A cap is a layer of the troposphere that prevents convective uplift from turning into deep convection. Thus, in a thunderstorm set-up, a cap will prevent storms from developing. What creates the stability of the cap is a temperature profile that causes parcels of air that try to penetrate it to become stable and sink back down. Often the cap will have relatively warm temperatures. An inversion could be in place or the cooling with height is not significant enough to allow for convective uplift to penetrate it. A parcel of air will rise when the surrounding air is denser (colder) than the parcel air. A cap causes the reverse situation since the surrounding air will be less dense (warmer) than the parcel air.

The pedagogical diagram below shows an analogy of a cap. On the diagram, from the surface to the LFC (Level of Free Convection), the basketball is denser than the surrounding air. Thus, the basketball will not rise since it is denser than the surrounding air. The capped basketball just sits on the ground and no convection takes place. However, if the basketball could find a way to lift up to the LFC, then it would explosively rise on its own since the basketball is less dense than the surrounding more dense water. The basketball would continue to rise up to the EL (Equilibrium Level) until it reaches the elevation in which only air surrounds the basketball again.
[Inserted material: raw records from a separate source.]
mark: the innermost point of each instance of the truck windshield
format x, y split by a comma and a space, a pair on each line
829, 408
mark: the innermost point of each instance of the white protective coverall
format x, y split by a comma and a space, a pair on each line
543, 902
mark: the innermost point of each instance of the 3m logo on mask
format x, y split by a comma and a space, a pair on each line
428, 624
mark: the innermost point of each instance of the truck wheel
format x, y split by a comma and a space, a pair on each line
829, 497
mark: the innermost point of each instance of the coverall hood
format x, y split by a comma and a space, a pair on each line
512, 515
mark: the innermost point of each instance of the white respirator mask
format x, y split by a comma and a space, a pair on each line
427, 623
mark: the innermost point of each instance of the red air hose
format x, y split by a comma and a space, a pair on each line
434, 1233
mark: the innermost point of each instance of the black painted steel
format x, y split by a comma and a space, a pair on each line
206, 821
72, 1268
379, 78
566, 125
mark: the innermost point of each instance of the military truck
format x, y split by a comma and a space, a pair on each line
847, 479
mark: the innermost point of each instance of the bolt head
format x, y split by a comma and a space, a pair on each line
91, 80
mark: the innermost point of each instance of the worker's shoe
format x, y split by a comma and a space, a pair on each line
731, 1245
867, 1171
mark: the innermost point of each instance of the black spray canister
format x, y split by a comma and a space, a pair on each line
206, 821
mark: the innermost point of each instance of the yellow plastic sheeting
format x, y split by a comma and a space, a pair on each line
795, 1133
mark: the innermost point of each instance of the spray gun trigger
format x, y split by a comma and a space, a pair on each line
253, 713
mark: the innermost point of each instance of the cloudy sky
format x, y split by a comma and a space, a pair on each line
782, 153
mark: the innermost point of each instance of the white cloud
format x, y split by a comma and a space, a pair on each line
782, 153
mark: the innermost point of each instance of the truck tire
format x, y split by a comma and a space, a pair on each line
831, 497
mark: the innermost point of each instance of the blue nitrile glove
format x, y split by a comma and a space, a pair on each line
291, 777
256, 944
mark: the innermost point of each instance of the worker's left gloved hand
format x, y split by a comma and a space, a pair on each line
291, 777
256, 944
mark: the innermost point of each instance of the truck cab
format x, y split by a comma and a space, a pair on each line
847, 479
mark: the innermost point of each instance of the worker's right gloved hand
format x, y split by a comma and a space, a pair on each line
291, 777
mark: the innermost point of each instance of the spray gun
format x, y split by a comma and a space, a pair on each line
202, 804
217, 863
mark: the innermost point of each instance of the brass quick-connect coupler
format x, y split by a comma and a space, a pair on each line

The basketball will actually overshoot the EL somewhat (overshooting top) since the momentum of the rising basketball takes time to slow down before it stops rising.

A cap is weakened by solar heating of the surface, dynamic uplift and mixing of the stable air within the cap with more unstable air. These three mechanisms can be thought of as processes that would move the basketball from the surface to closer to the LFC. Once the basketball reaches the LFC then it is said that the cap is “broken”, and convective uplift throughout the troposphere can commence.